They cant teach common sense money management because they are too busy teaching about masturbation, and how it is OK to have 2 mommies or 2 daddies.

Even the math they teach is crap. It is more important to understand what you are doing rather than to get the correct answer??????? WTF?

IF you understand what you are doing then shouldnt you get the right answer?


----------



## K-133

bean438 said:


> IF you understand what you are doing then shouldnt you get the right answer?


Maybe that's the premise - if they understand why, the probability that they will get the right answer will be increased.

Scientists want to understand how to fish and why to fish. Fishing itself isn't as important to them.

In Mathematics especially, its far to easy to teach your brain to be a calculator than it is to truly understood the principles. Think about how they teach you to _memorize _ your 'times table'. Heck, even understanding that 3x3 = 3 + 3 + 3 is still a shortcut to the real reasoning behind it.

Keeping on topic - I'm a strong advocate that financial management is something that we should be teaching our children. School is about learning, and at these levels should be about learning in general. To argue whether school or parents are responsible for this is fairly irrelevant. It is clear from the issues of today, that the children of tomorrow will need to learn these things. This is how we better our society.


----------



## Berubeland

I agree with you Dana. I have seen this type of stuff over and over. 

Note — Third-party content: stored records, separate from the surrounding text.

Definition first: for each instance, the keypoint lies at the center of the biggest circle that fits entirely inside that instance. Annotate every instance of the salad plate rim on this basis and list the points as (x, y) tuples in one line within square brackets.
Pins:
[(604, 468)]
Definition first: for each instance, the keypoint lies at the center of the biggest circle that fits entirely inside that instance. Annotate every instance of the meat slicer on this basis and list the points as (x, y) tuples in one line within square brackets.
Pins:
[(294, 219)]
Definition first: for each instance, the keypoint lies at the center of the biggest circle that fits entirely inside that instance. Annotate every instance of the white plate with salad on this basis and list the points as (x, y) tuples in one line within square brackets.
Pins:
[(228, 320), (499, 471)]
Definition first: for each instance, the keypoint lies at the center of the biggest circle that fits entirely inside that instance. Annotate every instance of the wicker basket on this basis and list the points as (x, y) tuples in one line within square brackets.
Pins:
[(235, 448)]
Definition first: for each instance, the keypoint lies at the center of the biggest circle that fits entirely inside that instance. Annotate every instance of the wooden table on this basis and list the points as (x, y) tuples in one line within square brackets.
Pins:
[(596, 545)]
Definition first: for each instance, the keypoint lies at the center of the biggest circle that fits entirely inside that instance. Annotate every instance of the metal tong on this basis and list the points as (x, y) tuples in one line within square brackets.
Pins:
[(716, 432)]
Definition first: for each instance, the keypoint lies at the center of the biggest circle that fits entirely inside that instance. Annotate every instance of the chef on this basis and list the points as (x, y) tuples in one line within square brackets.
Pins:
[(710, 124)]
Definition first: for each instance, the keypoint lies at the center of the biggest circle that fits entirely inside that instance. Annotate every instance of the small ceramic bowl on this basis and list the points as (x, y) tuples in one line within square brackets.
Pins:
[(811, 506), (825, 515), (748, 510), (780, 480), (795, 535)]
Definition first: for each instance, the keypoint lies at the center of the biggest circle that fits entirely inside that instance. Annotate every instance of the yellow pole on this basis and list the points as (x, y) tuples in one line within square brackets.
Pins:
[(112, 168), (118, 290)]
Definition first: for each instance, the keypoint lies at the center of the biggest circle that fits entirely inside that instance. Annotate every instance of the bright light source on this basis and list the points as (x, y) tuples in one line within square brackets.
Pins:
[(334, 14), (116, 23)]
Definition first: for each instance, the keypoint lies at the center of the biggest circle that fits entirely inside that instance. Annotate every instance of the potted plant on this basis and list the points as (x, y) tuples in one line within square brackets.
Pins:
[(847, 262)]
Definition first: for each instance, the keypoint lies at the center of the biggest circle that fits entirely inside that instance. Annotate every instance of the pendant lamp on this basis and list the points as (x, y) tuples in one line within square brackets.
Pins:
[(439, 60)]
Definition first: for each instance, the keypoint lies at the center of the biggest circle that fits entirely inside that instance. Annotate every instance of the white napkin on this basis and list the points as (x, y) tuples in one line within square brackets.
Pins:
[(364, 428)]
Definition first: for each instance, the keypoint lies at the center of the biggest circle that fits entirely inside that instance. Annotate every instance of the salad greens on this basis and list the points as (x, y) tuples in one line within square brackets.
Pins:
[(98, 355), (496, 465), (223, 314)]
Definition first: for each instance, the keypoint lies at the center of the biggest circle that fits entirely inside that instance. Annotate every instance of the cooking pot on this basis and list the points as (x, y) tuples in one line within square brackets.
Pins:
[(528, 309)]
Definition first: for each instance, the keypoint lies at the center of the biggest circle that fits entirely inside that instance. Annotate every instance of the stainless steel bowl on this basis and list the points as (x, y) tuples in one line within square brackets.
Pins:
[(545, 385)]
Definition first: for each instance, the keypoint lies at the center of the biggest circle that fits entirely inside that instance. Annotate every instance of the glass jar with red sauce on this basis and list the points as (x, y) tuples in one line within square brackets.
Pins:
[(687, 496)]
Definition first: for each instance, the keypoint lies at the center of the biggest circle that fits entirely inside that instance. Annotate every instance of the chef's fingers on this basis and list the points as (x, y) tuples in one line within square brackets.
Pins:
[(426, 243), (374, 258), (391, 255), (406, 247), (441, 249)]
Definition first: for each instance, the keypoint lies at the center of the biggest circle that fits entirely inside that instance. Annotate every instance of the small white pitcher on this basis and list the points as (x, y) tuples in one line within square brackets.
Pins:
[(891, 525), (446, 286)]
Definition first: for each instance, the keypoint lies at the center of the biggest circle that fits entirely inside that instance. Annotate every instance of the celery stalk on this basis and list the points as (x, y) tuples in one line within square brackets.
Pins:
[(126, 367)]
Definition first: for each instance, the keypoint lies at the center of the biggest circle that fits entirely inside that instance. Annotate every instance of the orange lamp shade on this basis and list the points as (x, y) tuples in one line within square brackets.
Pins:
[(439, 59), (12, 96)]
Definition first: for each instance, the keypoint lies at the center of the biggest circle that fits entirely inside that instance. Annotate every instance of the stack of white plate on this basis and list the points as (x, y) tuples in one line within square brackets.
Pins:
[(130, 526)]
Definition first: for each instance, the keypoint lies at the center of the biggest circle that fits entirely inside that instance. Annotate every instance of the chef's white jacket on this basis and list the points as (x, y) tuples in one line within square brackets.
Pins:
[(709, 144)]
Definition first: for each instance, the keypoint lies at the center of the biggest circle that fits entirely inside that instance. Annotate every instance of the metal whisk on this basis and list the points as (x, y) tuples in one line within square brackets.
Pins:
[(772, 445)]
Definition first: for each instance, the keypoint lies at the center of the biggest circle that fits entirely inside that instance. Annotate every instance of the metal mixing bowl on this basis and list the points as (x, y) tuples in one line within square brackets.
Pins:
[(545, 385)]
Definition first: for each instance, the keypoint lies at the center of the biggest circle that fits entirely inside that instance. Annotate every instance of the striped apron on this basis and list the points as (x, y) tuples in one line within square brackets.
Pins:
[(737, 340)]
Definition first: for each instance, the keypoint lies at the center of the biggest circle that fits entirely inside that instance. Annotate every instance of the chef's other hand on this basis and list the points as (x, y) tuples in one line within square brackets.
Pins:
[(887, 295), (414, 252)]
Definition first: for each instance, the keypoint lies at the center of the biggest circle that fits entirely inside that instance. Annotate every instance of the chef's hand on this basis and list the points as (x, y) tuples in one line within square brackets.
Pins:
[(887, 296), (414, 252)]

I have a friend who married a guy who inherited a house with a $100,000 mortgage. They have over the years downgraded their house three times every time increasing the mortgage & refinancing. They have now sold their house and rent. 

A few days after I called her and the money is burning a hole in her pocket. She's at a sale and she want me to come over. I said to her I don't need anything why would I go shopping? She's like but you can get really great deals on stuff. I'm like but I don't need anything. 

My math works like this 

I spent 0$ on stuff I don't need

She spent a whack of money she didn't have to spend on crap she didn't need.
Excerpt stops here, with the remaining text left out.